Ancient enzymology. Formate dehydrogenases and the reduction of CO2

We have examined the rapid reaction kinetics and spectroscopic properties of the molybdenum-containing, NAD+-dependent FdsABG formate dehydrogenase from C. necator, demonstrating the direct transfer of the substrate Ca hydrogen to the molybdenum center of the enzyme in the course of the reaction. In light of recent advances in our understanding of the structure of the molybdenum center propose a reaction mechanism involving direct hydride transfer from formate to a Mo=S group of the molybdenum center [1].  We have also examined the ability of the enzyme to catalyze the reverse of the physiological reaction, the reduction of CO₂ to formate utilizing NADH as electron donor. Contrary to previous studies, we find that it is in fact effective in catalyzing the reverse reaction, with a k_cat of 10 s^-1. We also quantify the stoichiometric accumulation of formic acid as the product of the reaction and demonstrate that the observed kinetic parameters for catalysis in the forward and reverse reaction are thermodynamically consistent, complying with the First Law of Thermodynamics. Finally, we demonstrate the reaction conditions necessary for gauging the ability of a given formate dehydrogenase or other CO₂ -utilizing enzyme to catalyze the reverse direction so as to avoid false negative results. We conclude that all molybdenum- and tungsten-containing formate dehydrogenases and related enzymes likely operate via a simple hydride transfer mechanism and are effective in catalyzing the reversible interconversion of CO₂ and formate under the appropriate experimental conditions [2].

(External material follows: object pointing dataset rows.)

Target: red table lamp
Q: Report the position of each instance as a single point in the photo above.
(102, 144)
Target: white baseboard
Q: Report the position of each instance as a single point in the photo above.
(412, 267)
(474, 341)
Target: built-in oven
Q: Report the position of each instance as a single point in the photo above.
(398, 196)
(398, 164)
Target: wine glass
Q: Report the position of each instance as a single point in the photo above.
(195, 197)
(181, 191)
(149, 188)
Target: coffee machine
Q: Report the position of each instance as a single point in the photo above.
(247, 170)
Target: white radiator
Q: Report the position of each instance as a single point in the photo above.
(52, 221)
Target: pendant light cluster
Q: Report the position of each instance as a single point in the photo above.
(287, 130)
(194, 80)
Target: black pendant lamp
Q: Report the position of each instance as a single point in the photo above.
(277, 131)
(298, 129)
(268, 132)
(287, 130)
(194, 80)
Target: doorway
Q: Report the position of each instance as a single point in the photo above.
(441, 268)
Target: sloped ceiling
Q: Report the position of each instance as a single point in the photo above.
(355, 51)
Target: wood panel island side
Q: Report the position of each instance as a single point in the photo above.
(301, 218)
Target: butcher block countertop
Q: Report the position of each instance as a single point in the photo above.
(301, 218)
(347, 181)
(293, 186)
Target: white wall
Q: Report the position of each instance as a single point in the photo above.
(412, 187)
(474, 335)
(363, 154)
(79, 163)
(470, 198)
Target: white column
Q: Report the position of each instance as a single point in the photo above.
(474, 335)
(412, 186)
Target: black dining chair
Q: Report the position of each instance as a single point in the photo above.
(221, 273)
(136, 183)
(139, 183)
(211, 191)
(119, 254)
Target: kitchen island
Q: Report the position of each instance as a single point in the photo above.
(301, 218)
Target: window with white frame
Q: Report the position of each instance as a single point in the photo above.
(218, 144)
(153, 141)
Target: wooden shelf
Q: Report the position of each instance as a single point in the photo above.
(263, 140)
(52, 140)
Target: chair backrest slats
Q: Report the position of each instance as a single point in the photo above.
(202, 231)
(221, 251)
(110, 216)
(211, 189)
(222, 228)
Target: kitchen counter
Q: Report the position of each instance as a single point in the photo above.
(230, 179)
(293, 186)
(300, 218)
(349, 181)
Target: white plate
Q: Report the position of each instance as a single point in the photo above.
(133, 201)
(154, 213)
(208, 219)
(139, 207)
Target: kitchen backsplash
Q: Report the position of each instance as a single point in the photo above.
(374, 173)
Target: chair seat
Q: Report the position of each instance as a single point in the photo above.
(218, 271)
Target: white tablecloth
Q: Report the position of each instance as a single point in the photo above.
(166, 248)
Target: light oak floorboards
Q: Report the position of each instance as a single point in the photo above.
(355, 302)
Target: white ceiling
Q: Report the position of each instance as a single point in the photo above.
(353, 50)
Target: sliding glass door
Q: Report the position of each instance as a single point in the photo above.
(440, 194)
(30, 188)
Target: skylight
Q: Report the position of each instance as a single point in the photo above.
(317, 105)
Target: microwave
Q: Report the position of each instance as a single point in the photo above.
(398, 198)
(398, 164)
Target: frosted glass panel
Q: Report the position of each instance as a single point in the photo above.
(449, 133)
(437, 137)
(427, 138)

[1] Niks, D, Duvvuru, J., Escalona, M. & Hille, R. (2016) Spectrosccopic and kinetic characterization of the soluble, NAD+-dependent formate dehydrogenase from Ralstonia eutropha, J. Biol. Chem. 291, 1162-1174.

[2] Yu, X., Niks, D., Mulchandani, A., & Hille, R. Efficient reduction of CO2 by the molybdenum-containing formate dehydrogenase from Cupriavidus necator. J. Biol. Chem. 292, 16872-16879.